The panel next adopted the American Law Institute’s Restatement (Second) of Contracts (1981) “as a starting point for fashioning rules of federal common law” regarding the validity of antitrust claim assignments. Id. at 20.
Because the Restatement does not require the owner of a right of action to receive something in return for assigning it, the court held, the lack of consideration for R&R’s express assignment to Tauro did not matter. Tauro had standing. Id. at 28-29.
The panel supported its ruling on the ground that it will aid enforcement of antitrust law. Their honors noted:
Part of creating incentives for private antitrust suits is making federal courts a welcome forum for such litigation, and erecting the barrier of consideration threatens to shut out otherwise meritorious suits from resolution. True, in some circumstances, consideration could spur such private suits because an assignee who pays valuable consideration for the right to sue might be more likely to actually bring suit in order to recoup its investment. But in situations like the one at issue in this case, if a direct purchaser is uninterested in pursuing its claims, whether because it deems them valueless or because it cannot afford the expense of litigation, an otherwise willing and interested assignee might be discouraged from pursuing the suit in the direct purchaser’s stead if it were required to provide consideration.
Id. at 26.
The court did not point out that “the expense of litigation” may include concern about the direct buyer’s ongoing relationship with her supplier, the Sherman Act violator. But I hear questions about the effect of bringing a case all the time. Will the powerful antitrust cartel take revenge?
An assignment can help take away worry. By transferring the claim to a third party, the direct purchaser puts distance between herself and the fight over the antitrust violation. She also avoids friction as well as expense and administrative burden of litigation, including party discovery.
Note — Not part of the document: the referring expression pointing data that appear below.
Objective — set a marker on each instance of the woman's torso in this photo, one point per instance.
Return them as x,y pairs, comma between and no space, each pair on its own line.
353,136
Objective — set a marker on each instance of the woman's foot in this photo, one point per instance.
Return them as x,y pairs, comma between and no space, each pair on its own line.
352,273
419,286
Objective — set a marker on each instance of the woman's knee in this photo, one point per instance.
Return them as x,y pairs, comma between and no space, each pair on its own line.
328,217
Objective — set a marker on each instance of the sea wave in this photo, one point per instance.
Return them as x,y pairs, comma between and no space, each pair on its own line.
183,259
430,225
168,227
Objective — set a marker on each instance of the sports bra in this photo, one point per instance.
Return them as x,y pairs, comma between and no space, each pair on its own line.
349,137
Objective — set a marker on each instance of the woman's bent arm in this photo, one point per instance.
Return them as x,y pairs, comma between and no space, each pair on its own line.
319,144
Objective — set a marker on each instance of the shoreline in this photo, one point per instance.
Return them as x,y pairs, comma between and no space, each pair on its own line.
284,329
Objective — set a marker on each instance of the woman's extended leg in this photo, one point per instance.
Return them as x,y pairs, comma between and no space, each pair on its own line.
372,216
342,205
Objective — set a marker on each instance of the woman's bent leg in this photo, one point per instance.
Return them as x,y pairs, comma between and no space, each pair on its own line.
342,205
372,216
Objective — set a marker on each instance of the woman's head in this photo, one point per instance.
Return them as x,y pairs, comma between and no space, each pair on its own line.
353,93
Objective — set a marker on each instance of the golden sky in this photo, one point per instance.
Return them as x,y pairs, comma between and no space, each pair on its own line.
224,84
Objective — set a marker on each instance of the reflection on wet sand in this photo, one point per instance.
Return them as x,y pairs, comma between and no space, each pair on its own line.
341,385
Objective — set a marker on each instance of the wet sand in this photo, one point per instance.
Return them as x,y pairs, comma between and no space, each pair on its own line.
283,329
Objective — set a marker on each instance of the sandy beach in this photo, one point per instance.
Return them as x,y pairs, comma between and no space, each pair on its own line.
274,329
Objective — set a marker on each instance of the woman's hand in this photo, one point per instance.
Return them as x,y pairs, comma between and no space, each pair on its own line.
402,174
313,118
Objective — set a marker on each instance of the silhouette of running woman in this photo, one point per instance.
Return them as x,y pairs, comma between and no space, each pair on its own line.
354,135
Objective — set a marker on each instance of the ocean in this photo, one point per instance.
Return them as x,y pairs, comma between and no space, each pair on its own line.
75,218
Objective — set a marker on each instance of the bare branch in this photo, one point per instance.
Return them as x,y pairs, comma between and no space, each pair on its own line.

As the court held in Wallach v. Eaton Corp., the claim owner may assign the antitrust claims without receiving consideration in return. But she also has the option of requiring some kind of payment. That may take the form of a lump-sum, but it may also consist of a right to a share of proceeds from litigation and settlement of the claims.
The Supreme Court has okayed assignments of federal claims to an entity that aggregates many claims and promises to pay proceeds, if any, to the assignors. Sprint Communications Co., L.P. v. APCC Services, Inc., 554 U.S. 269 (2008).